Het laatste nieuwe spel dat ik deze maand speelde was Skyjo. Saskia omschreef dit spel passend met de term “campingspel”, of te wel een spel dat je vrij hersenloos weg kan spelen maar dat net genoeg inhoud heeft om het geen activiteit te maken. Een perfect spel om eindeloos te doen als je voor de tent hangt. In dit spel krijg je een raster kaarten voor je te liggen. De kaarten liggen dicht en je weet dus niet welke waarde ze hebben. Voor de eerste beurt mag iedereen twee kaarten in zijn raster opendraaien. In je beurt mag je altijd eerst een kaart van een dichte trekstapel trekken en daarna beslissen wat je doet. Je kan een eerder opengedraaide kaart vervangen door deze nieuwe kaart, je kan een gesloten kaart vervangen door deze nieuwe kaart of je kan de kaart afleggen. Als je de kaart aflegt moet je wel een andere gesloten kaart in je set opendraaien. Als het je lukt om in een kolommetje drie kaarten met dezelfde waarde te hebben, dan mag je alle drie deze kaarten afleggen (zonder ze weer aan te vullen). Je speelt net zo lang tot iemand alle kaarten in zijn set heeft opengedraaid. Alle spelers die nu nog dichte kaarten hebben, draaien deze ook open. En dan scoor je net zo veel strafpunten als de waarde van de kaarten die er nog ligt. Dit doe je meerdere rondes achter elkaar tot iemand een bepaald aantal strafpunten overschrijdt en dan is het spel afgelopen. De speler met de minste strafpunten wint.

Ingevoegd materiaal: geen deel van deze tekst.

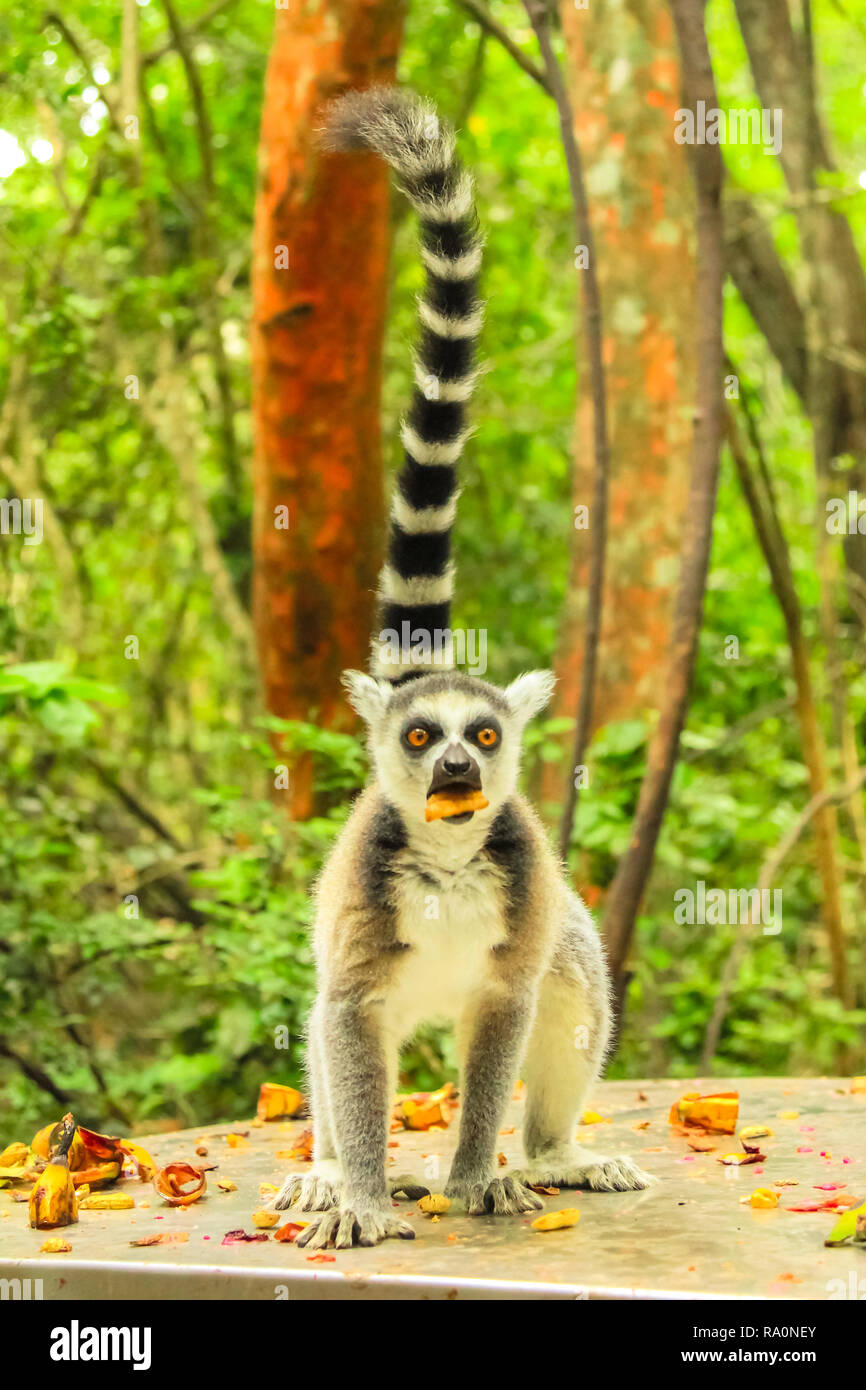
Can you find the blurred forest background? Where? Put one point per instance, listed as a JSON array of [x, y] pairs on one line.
[[166, 649]]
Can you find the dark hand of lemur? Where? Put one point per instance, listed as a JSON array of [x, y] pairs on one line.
[[442, 898]]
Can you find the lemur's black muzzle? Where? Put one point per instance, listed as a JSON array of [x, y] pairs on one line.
[[455, 769], [459, 773]]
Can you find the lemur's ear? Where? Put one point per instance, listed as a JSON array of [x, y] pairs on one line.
[[367, 697], [530, 692]]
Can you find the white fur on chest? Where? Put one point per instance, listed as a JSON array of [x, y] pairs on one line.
[[451, 926]]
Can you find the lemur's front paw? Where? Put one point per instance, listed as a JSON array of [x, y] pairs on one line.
[[601, 1175], [501, 1196], [353, 1226], [310, 1193]]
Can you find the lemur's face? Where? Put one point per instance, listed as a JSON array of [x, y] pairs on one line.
[[446, 734]]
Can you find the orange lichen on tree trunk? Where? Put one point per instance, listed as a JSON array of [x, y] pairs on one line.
[[320, 263], [626, 77]]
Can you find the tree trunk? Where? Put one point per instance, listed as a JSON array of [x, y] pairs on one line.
[[635, 865], [320, 263], [642, 207]]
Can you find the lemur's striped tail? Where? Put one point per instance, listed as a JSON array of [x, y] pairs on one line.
[[413, 631]]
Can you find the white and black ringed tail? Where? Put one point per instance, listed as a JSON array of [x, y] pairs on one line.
[[416, 583]]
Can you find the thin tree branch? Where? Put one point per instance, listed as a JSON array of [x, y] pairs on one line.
[[483, 15], [634, 868], [765, 879], [189, 32], [540, 18]]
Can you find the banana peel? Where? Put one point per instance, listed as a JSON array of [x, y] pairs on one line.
[[136, 1161], [14, 1155], [277, 1102], [53, 1200]]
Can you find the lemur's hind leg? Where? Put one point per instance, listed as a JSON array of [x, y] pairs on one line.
[[563, 1061], [320, 1189]]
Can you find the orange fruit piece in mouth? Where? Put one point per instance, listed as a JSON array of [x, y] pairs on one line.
[[444, 804]]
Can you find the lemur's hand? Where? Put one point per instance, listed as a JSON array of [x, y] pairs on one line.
[[353, 1225], [498, 1196]]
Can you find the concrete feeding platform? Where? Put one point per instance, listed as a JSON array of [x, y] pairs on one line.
[[687, 1237]]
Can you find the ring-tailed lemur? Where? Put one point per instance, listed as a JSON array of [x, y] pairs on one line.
[[466, 918]]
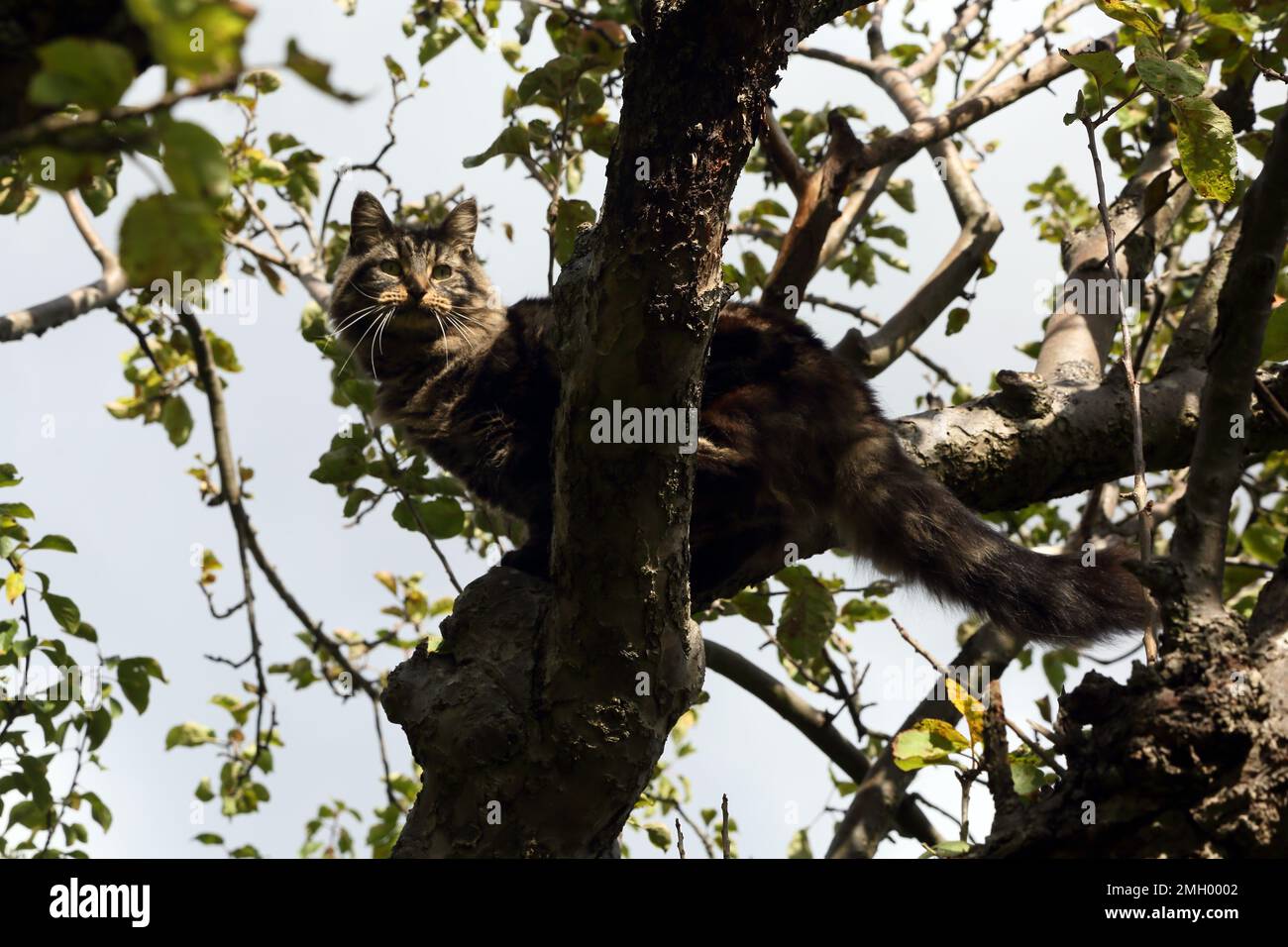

Skyjo is een heel licht en toegankelijk spelletje met een vleugje push your luck factor er in. Ik vond het niet vervelend om te spelen, maar liep er ook niet echt warm voor omdat ik het te licht vond. Maar ja, ik zat dan ook niet op de camping op het moment dat ik het speelde, misschien dat dat het verschil maakte.